Initially he was in the thrall of these very kinds of problems and struggled to 
find an acceptable answer, as other philosophers did. The Tractatus, his first 
book, attempts to do this by describing how language relates to the world, how 
language consists of certain pictorial and logical relations and that, once you 
understand these, you know what you can say and what you can't (what can be 
pictured via these logical relations and what can't). Then questions like 
whether solipsism is true, say, are seen to be beyond clear statement within 
language (because solipsistic statements and the like lack adequate referents 
in the world -- they don't point to or name anything we can discover in our 
experience). He therefore placed such questions outside the zone of rational 
discourse. But he still allowed their significance, albeit, he thought, in some 
deeper, non-linguistic way. Such statements were nonsense in the sense of being 
inexpressible in any but some poetic way, but they were still important -- 
perhaps more so than the statements we could make about the world which had 
sense (i.e., genuine referential relations).

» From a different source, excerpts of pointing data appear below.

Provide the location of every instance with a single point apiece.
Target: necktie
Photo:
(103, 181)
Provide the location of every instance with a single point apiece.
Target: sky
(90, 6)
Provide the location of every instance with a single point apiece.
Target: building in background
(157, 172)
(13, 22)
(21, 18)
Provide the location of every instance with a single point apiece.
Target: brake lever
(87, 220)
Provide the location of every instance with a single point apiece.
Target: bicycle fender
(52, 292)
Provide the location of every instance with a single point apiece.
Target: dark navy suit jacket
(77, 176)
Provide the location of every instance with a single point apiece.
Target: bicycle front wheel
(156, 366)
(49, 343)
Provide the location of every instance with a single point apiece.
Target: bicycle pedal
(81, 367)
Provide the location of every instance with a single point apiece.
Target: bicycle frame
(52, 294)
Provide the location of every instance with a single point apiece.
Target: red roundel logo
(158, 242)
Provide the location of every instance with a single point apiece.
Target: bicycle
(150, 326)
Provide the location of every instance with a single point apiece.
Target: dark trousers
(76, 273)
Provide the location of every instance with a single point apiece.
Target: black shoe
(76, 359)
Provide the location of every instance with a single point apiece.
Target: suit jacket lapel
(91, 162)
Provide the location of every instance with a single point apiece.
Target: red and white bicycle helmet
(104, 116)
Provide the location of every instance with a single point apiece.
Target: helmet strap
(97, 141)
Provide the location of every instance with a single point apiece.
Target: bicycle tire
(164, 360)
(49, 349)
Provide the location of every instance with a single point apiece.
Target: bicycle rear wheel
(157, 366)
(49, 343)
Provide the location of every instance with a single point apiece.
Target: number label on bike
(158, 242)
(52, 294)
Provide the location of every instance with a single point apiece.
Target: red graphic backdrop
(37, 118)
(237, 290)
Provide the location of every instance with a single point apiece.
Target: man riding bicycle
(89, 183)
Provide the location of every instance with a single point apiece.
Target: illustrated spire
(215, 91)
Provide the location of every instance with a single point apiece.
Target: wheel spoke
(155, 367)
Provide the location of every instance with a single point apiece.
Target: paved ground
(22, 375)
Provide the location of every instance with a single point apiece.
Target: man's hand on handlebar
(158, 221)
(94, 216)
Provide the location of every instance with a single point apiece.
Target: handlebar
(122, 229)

But the later Wittgenstein concluded that this was a mistake. It wasn't that 
such statements involved some great mystery beyond the realm of rational 
thought, accessible only in some mystical way (i.e., what we can "show" but 
cannot "say"). Rather it was that language, itself, confuses us at times 
(especially when it comes to philosophizing). Once we realize that this 
confusion stems from a failure to recognize that we're using language 
incorrectly (in the present case of solipsism, for instance, we had been 
thinking that there was a legitimate question to raise when there wasn't), the 
problem that had troubled us seems to simply dissolve away. In other words, 
such issues are more like puzzles than real problems and their solutions 
involve unpacking them so that they cease to puzzle us, rather than looking for 
an answer in terms of a logical proof or some kind of convincing evidence in 
favor of our claim.

At the heart of the change lies Wittgenstein's changed view of language 
although in both the Tractatus and the later book, language is what he homes in 
on.

I wanted to explain this because I know most of you have a hard time figuring 
out what Wittgenstein is about when I mention him, why I find his work 
interesting and why any of it matters to anyone but me!